"Gentlemen, let's have some order please!" There's no doubt that big spending on audio leads to bigger and bigger spending to eek out that last 10%/1%/0.1%. Mike, Christian and Peter do it, and me too, I'm sure. I do have some issues with these upgrades being SO dramatic each time they're introduced. However I guess everyone's experience is different: for me, power has been a totally fruitful area to address (I live in a highly-mains polluted semi-industrial area of London, with internet booster stations, 24/7 broadband and wifi operating in my building, and big generators on 24/7 locally) - my mains prior to balanced power fluctuated +/- TEN % moment to moment, with balanced power now no more than+/- 0.5%.
Conversely, my building is a reinforced concrete industrial loft with solid floors, and would take an earthquake to budge, and isolation experiments over time have had negligible effect (no improvement to be had from Grand Prix Monaco racks etc), until my Symposium Isis, which has been somewhat interesting. Not sure if failed alternatives except for the Isis means there is more performance to be had from active, but could be.

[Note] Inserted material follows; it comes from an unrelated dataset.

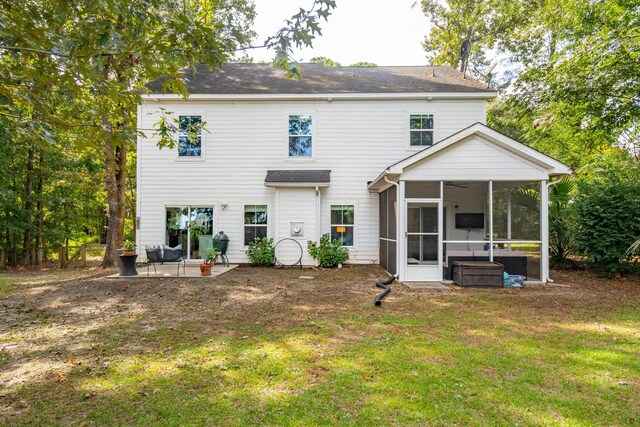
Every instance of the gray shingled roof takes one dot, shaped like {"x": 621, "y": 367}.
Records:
{"x": 298, "y": 176}
{"x": 253, "y": 79}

So, my "Eureka!" moments have been restricted to move to balanced power, and this took 3 months after a very poor start. Everything else ie racks, cabling, room acoustics, have provided satisfaction, not elation, and as many moves sideways/backwards as forwards.
YET Mike, Christian et al convey earth shattering elation with almost every round of system wide improvements, in the case of this thread, active isolation.
The reason I'm a little cool on this subject, is that too much is being attributed that active seems to cure, and yet I can't see how audio with moving parts causing vibration like tts and cdps, and especially vibration at the stylus tip can be selectively protected by active while external influences are eliminated. Passive yes, cut the system off from the floor, but active, cut it off from the AIR, and ITSELF, and vibrations that cause music, LEAVE alone.
And for the high cost of these things, easily corrupted effectiveness from eg cable interaction, poor interactivity with passive isolation etc, and hence they are more setup dependent than the equipment they are deemed to be helping. These mitigate possibly against their adoption.
I would love to do an effective a-b, on tt and cdp, which would be the limit of my budget, but I still can't fathom out how to do this effectively without dismantling/resiting of components, which in a major way could scupper the comparison.
Please Mike/Christian, don't take this as personal criticism, just that at $10-12k a pop, and with such vaunted claims, these items demand analysis.